Türkiye’de özellikle lise yıllarına kadar DDB tanısı koymaktan kaçınılmaktadır. Okul öncesi ve lise arasındaki çocuklar çoğunlukla suça sürüklenmiş çocuklar olarak görülmekte olup bu çocuklara müdahale konusunda çoğunlukla “insancıl, çevresel, psikoeğitsel ve geleneksel” yaklaşımlarda bulunulmaktadır. Ülkemizde halen DDB tanısı olan çocuklara yönelik ulusal bir bilimsel dayanaklı eğitim programlarımız yoktur. Psikolojik danışmanları okul -aile işbirliği kapsamında bu çocukların aileleri ile çocuklarla yaşanmakta olan problem durumlara yönelik görüşmeler yapmaktadır.

Uluslararası yaklaşımlar

Dünya’da, Avrupa dahil diğer dünya ülkeleri genellikle ABD’de var olan yaklaşım ve uygulamaları takip etmekte ve ABD’de var olan uygulamalarda kendi ülkelerine göre uyarlamalar yapıp uygulamaktadır. DDB olan çocukların eğitimleri konusunda ABD’de en önemli konu tüm bu yaklaşımların BDU kapsaması gerektiğinin vurgulanmasıdır. BDU demek, uygulanacak eğitim programlarının bilimsel olarak denenmiş, etkili sonuçlar alınmış çalışmaları içermesi demektir.

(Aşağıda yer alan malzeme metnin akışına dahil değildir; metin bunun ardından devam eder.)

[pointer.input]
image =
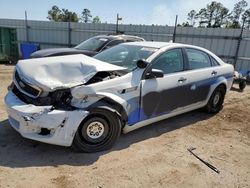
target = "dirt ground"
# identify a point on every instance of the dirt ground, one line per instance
(153, 156)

Duygu ve Davranış Bozukluğu Olan Çocuklar İçin Bilimsel Dayanaklı Uygulamalar

DDB olan çocuklar için etkin uygulamaların bazıları: “Doğrudan öğretim yöntemi, kendini izleme, akran öğretimi, sosyal beceri öğretimi, video modelle öğretim, bireysel koçluk, psikolojik ve tıbbi destek alma, müfredat temelli takip, davranışçı yaklaşımdır.” Davranışçı yaklaşım ise son yıllarda problem davranışlara müdahale anlamında âdete tek çare olarak görülmektedir. Bu yaklaşım, çocuğun uygun davranışları pekiştirerek bu davranışları arttırmayı ve uygun olmayan davranışları ise azaltmayı ya da ortadan kaldırmayı hedeflemektedir

Duygu ve Davranış Bozukluğu Olan Çocuklar İçin Eğitim Programı Geliştirme

Okullarda uygulanmakta olan, “Olumlu Davranış Desteği (ODD)” oldukça etkili bir müdahale yaklaşımıdır. ODD, “Sosyal ve işlevsel beceriler oluşturmayı ve destek sistemi yaratmayı hedefleyen sürekli bilim temelli değerlendirme ve müdahalenin yapıldığı ve veri temelli kararların verildiği davranış desteği yaklaşımı olarak tanımlanmaktadır”. ODD’de lise, ortaokul, ilkokul ve okul öncesi eğitim düzeyindeki tüm çocuklara uygulanabilmektedir. Hafif düzeyde problem davranışlar için genellikle büyük grup içerisinde uygulanan birinci düzey müdahale süreci yeterli olmaktadır.